Microsoft Open-Sources Browser Agent for Real-time Tracking and Control, Exceeding 4000 Stars

Microsoft has open-sourced Magentic-UI, an agent specifically designed for browser-based web tasks, on its official website.

Magentic-UI is developed based on Microsoft's previously open-sourced Magentic-One, and it supports human-in-the-loop control methods to enhance the agent's execution efficiency and accuracy.

According to GAIA test data, when equipped with a simulated user providing auxiliary information, Magentic-UI's task completion rate increased from 30.3% in autonomous mode to 51.9%, improving accuracy by 71%. Furthermore, Magentic-UI sought help from the simulated user in only 10% of task executions, requiring assistance an average of only 1.1 times per task.

Open-source address: https://github.com/microsoft/magentic-ui

Magentic-UI: Human-Centered Design

One of Magentic-UI's biggest highlights is its human-centered approach.

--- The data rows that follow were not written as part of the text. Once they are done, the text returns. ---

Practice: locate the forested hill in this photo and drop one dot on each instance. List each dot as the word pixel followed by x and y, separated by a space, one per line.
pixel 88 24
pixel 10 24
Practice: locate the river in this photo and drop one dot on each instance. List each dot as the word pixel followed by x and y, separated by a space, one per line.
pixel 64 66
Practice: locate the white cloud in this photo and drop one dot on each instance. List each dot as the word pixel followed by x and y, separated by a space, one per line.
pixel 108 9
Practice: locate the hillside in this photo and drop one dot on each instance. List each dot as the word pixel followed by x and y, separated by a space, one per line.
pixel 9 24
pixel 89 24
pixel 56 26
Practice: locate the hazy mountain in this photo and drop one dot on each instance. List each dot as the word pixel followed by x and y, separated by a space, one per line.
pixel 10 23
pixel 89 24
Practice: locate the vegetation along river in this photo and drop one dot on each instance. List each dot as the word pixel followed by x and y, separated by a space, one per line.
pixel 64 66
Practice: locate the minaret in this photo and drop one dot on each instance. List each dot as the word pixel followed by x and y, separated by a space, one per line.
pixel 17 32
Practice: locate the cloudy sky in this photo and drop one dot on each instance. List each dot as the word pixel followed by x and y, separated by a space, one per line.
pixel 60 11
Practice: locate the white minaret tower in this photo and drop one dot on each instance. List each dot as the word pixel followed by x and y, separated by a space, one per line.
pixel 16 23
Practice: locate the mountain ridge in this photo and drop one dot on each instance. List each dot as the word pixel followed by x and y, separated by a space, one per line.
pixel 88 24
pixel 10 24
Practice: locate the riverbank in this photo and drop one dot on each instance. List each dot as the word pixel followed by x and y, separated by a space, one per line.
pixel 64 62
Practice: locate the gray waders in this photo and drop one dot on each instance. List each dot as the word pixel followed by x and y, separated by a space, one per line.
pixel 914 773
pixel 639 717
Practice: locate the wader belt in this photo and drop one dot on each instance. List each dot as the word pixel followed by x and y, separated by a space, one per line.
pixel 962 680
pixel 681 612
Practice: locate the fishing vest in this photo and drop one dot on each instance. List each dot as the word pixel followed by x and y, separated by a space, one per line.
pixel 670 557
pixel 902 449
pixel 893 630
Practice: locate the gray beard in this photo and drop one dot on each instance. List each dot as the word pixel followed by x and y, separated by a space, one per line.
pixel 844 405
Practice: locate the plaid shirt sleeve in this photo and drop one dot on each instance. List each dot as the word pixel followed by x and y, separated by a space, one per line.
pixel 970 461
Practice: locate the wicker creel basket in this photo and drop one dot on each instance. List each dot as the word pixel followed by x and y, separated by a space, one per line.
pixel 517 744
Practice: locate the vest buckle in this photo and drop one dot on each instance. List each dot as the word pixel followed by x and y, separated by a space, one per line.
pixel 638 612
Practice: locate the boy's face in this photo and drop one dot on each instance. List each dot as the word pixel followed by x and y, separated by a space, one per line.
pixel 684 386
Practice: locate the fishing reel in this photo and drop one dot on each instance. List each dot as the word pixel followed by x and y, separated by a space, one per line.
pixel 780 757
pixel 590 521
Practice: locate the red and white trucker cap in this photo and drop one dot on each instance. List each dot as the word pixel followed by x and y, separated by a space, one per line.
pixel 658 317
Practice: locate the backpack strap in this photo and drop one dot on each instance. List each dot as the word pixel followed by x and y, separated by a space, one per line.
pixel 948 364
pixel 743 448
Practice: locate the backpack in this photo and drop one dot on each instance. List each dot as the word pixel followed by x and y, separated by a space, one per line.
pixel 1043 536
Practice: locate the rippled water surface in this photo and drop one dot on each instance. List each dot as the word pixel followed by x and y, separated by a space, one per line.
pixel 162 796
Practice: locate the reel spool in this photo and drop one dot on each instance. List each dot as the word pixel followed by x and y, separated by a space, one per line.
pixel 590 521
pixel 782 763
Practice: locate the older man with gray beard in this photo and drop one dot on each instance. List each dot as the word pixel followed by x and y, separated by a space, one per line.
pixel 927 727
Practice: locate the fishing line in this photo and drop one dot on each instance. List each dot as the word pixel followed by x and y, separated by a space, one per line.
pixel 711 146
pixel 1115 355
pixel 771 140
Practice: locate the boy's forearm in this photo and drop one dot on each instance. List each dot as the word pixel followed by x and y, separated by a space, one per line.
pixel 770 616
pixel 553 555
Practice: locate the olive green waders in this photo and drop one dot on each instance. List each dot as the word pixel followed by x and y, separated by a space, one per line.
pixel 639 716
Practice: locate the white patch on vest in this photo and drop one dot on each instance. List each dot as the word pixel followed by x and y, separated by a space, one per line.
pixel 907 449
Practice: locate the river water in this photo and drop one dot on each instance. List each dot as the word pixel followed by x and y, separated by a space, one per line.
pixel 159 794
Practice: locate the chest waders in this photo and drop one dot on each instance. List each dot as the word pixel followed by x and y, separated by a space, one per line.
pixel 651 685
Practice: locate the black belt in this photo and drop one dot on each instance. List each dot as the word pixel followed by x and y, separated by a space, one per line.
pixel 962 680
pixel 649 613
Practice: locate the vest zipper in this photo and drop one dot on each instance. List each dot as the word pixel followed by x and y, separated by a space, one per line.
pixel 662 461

Unlike traditional agents that solely pursue full automation, Magentic-UI deeply integrates humans into all stages of task execution.

Traditional agents often aim for autonomous task completion, emphasizing machine independence and automation. Users may not fully understand the agent's specific operations and decision-making basis, making it difficult to intervene and correct issues promptly.

Magentic-UI, on the other hand, adopts a human-computer collaboration model, fully considering the role and value of humans in task execution. It completes tasks by closely collaborating with users, allowing users to control the agent's behavior in real-time and make adjustments and provide guidance as needed.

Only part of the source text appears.